A sector rotation away from cyclical stocks and into traditional safe havens has contributed to the strong performance of Canadian bank stocks in the second half of this year. But what pushed Canada's banks over the top was the exodus from the Canadian income trust sector, triggered by the federal government's Oct. 31 announcement that it planned to start taxing trusts' cash distributions. With investors looking for income-generating investments to replace the income from their trust holdings, they turned to other high-dividend sectors, and the banks were prime beneficiaries. The banking group is up more than 5 per cent since the trust tax announcement.

"We have a tough time justifying the relative valuation [compared with foreign banks]," said Martin Roberge, portfolio strategist at Montreal-based investment bank Versant Partners Inc.

Mr. Roberge said the relative valuations of Canadian versus foreign banks are at odds with their growth profiles. Profits at the Canadian banks are only expected to grow about 7 per cent next year -- "probably the first time in a decade that earnings growth will be single-digit" -- below the global average of about 8.5 per cent. In Britain and Europe, where bank stocks are trading at the cheapest multiples of any major global region, earnings are expected to grow about 9 per cent; in emerging markets, they are forecast to grow more than 20 per cent.

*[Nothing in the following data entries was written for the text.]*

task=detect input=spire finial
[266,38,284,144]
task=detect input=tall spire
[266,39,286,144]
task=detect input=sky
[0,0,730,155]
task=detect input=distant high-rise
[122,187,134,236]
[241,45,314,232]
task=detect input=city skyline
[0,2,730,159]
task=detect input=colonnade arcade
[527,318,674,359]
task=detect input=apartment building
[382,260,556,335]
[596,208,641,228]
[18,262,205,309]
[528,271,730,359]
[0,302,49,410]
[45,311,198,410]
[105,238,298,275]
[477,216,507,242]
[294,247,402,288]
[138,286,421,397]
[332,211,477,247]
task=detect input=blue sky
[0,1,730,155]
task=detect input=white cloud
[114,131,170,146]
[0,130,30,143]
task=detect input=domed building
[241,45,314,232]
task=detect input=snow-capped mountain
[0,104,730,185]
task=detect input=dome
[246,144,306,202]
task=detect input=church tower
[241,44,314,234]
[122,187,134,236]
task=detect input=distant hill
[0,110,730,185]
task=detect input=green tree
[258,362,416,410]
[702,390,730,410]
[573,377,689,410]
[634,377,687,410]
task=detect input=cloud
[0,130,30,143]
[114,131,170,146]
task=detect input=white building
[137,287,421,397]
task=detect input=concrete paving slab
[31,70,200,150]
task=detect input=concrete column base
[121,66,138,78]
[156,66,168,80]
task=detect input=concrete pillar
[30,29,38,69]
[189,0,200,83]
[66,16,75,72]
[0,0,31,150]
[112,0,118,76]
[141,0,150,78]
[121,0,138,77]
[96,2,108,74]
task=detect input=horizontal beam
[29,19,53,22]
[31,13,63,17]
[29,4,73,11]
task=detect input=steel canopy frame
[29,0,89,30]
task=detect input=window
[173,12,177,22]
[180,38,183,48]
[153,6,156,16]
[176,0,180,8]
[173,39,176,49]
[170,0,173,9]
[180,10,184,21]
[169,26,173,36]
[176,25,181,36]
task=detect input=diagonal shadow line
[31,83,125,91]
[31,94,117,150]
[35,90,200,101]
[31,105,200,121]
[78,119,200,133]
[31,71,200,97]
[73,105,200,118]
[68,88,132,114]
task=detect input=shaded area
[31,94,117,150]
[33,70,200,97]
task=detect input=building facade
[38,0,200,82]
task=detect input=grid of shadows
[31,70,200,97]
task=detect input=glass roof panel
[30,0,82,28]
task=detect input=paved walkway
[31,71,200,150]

Sandstone's Mr. Webster points out that the cheapest PEG ratios -- a measure of stock value that takes growth into account by dividing the P/E to the annual percentage earnings growth -- are in Latin America and Europe, while Canadian banks carry some of the highest PEGs.

Those sorts of numbers explain why UBS's Mr. Finch doesn't have any Canadian banks on his global recommended list, which is dominated by European names, with a smattering of representation from emerging markets.

The list includes just one U.S. bank, Goldman Sachs.

"Within the global context, we continue to prefer Europe over the U.S.," he wrote. "In Europe, our overweight recommendation reflects the region's more favourable macro[economic] outlook, upside risk to bank earnings and attractive sector valuations."

UBS's top picks in Europe include BNP Paribas SA of France and Barclays Bank PLC of Britain, both of which have bargain-basement P/Es of 9.4 times. The list also includes Italy's UniCredit and Germany's Commerzbank AG.

Mr. Finch has an overweight rating on Japan -- where things can only get better, after a dismal 2006 in which lending margins slumped and profits shrank. His top Japanese pick is Sumitomo Mitsui Financial Group.

He has a neutral rating on Australia, where he believes valuations "to be full." He's also neutral on emerging markets, although within the emerging group he likes countries where the use of credit is poised to grow from low levels, such as Russia and Brazil.

Sandstone's Mr. Webster said Brazil looks particularly attractive as an emerging-markets bank play, noting that the country has a solid underlying economy and its consumer banking opportunities are still relatively untapped.

He also likes Standard Chartered Bank of Hong Kong, which has a P/E of about 12 times and forecast earnings growth "in the mid-teens."

Mr. Finch includes one Brazilian bank, Unibanco, on his recommended list, thanks to its cheap P/E of 9.3 times. His other emerging-market pick is Russia's Sberbank.